Sean Kilpatrick Sean Kilpatrick / La Presse Canadienne

OTTAWA — Parce qu’«un Canadien est un Canadien est un Canadien», il n’est pas question de retirer à la dirigeante birmane Aung San Suu Kyi sa citoyenneté honoraire canadienne, a tranché lundi la ministre des Affaires étrangères, Chrystia Freeland.

La diplomate en chef du pays a offert cette brève justification en conférence de presse à Ottawa en marge de l’annonce de la nomination de l’ex-premier ministre ontarien et ancien chef du Parti libéral Bob Rae à titre d’émissaire spécial du Canada auprès du Myanmar.

Elle a souligné que le premier ministre Justin Trudeau a communiqué avec Aung San Suu Kyi depuis l’intensification de la crise afin de faire état de ses préoccupations face aux violences et de rappeler à la récipiendaire du prix Nobel de la paix en 1991 son rôle de «leader morale et politique».

La ministre Freeland ne s’est pas étendue sur le sujet de la citoyenneté honorifique de la conseillère d’État du Myanmar — un type de citoyenneté essentiellement symbolique qui ne fait pas de son récipiendaire un citoyen canadien.

Devant les journalistes, elle était surtout venue réitérer l’indignation du Canada face à la répression exercée par l’armée birmane contre les Rohingyas, qui ont fui par centaines de milliers l’État de Rakhine depuis août dernier.

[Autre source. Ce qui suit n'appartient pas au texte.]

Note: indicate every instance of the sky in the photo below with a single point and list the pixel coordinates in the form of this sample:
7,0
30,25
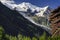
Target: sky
42,3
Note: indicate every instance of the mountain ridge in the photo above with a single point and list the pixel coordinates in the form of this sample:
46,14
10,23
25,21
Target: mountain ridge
14,25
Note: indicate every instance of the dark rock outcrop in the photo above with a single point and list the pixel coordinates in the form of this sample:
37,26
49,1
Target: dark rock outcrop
15,23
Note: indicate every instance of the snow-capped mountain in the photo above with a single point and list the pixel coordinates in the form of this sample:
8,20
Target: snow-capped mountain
39,11
27,9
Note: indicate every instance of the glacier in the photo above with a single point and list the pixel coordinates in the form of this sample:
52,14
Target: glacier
23,7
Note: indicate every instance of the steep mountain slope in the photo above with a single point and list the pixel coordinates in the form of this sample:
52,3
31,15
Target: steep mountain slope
14,23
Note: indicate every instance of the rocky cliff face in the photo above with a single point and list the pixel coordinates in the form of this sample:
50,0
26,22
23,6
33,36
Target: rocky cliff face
14,23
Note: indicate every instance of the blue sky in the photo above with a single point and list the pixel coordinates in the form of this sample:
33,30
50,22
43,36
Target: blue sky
41,3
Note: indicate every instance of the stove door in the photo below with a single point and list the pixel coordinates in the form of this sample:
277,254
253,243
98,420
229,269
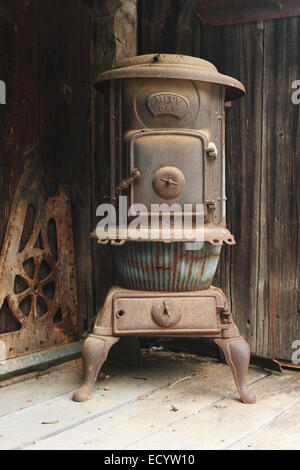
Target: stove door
173,167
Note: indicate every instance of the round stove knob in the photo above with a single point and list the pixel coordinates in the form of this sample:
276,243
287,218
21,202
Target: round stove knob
165,313
169,182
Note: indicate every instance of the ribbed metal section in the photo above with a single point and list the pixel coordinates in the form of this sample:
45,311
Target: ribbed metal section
166,267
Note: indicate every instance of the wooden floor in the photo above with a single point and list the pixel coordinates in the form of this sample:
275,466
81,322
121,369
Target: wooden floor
144,407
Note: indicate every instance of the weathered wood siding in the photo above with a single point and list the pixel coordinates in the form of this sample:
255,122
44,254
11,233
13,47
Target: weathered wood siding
50,53
44,61
261,274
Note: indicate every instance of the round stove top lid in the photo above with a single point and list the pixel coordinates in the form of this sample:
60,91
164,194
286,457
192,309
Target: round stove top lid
173,66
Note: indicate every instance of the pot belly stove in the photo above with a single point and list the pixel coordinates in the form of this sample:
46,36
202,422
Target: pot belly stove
164,118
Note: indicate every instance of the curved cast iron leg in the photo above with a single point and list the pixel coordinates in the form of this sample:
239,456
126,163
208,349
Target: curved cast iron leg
237,355
94,354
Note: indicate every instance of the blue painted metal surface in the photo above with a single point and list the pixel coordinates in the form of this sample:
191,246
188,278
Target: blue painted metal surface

«Les meurtres et les autres violations flagrantes des droits de la personne font partie d’une attaque généralisée contre les Rohingyas», a soutenu la ministre des Affaires étrangères au foyer de la Chambre des communes.

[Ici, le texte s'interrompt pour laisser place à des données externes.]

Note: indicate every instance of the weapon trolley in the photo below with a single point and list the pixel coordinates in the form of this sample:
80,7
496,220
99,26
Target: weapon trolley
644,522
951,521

«Ces actes sont des crimes contre l’humanité et c’est maintenant aux dirigeants militaires et gouvernement civil du Myanmar qu’il revient de mettre fin à ce nettoyage ethnique», a-t-elle martelé.

La ministre a aussi confirmé lundi la nomination de Bob Rae à titre d’émissaire spécial du Canada auprès du Myanmar. L’ex-politicien se mettra au travail dès la semaine prochaine, et il doit remettre fin janvier au gouvernement un rapport qui sera ensuite rendu public.

La nomination de Bob Rae a été qualifiée de «positive», mais d’insuffisante, par Fareed Khan, un Gatinois à l’origine d’une pétition en ligne signée par plus de 40 000 personnes qui exhorte le gouvernement Trudeau à dépouiller Aung San Suu Kyi de sa citoyenneté honoraire canadienne.

L’ancienne prisonnière politique fait partie d’une petite poignée de dignitaires étrangers à avoir obtenu cet honneur. La Bibliothèque du Parlement n’a «pu trouver aucune indication que le gouvernement du Canada a jamais retiré ce genre de citoyenneté à date».

En coulisses, au gouvernement, on a fait valoir lorsque la pétition de M. Khan a pris son envol, à la mi-septembre, qu’il pourrait s’avérer périlleux de retirer à Aung San Suu Kyi sa citoyenneté honoraire ou encore de formuler de trop vifs reproches sur son leadership.

Car l’armée — qui a régné sur le pays pendant des décennies avant de jeter un peu de lest dans la foulée des élections de 2015 — pourrait saisir l’occasion pour plomber sa légitimité et entraver ainsi le laborieux chemin vers la démocratie qui s’est entamé dans la nation de l’Asie du Sud-Est.

L’étoile de la dirigeante birmane a considérablement pâli depuis l’éclatement de nouvelles violences qui a mené à un exode massif vers le Bangladesh voisin.

Des corécipiendaires du Nobel de la paix, dont l’archevêque sud-africain Desmond Tutu, figure de la lutte anti-apartheid, et la jeune militante pakistanaise des droits des filles à l’éducation, Malala Yousafzai — aussi citoyenne honoraire du Canada — lui ont reproché son inaction.

Les Canadiens sont aussi «très préoccupés» par la situation au Myanmar, a souligné lundi la ministre du Développement international, Marie-Claude Bibeau.

Elle a annoncé l’octroi 12 millions $ additionnels en aide humanitaire pour les personnes affectées par cette crise humanitaire, tout particulièrement pour les femmes et enfants survivants de violence sexuelle.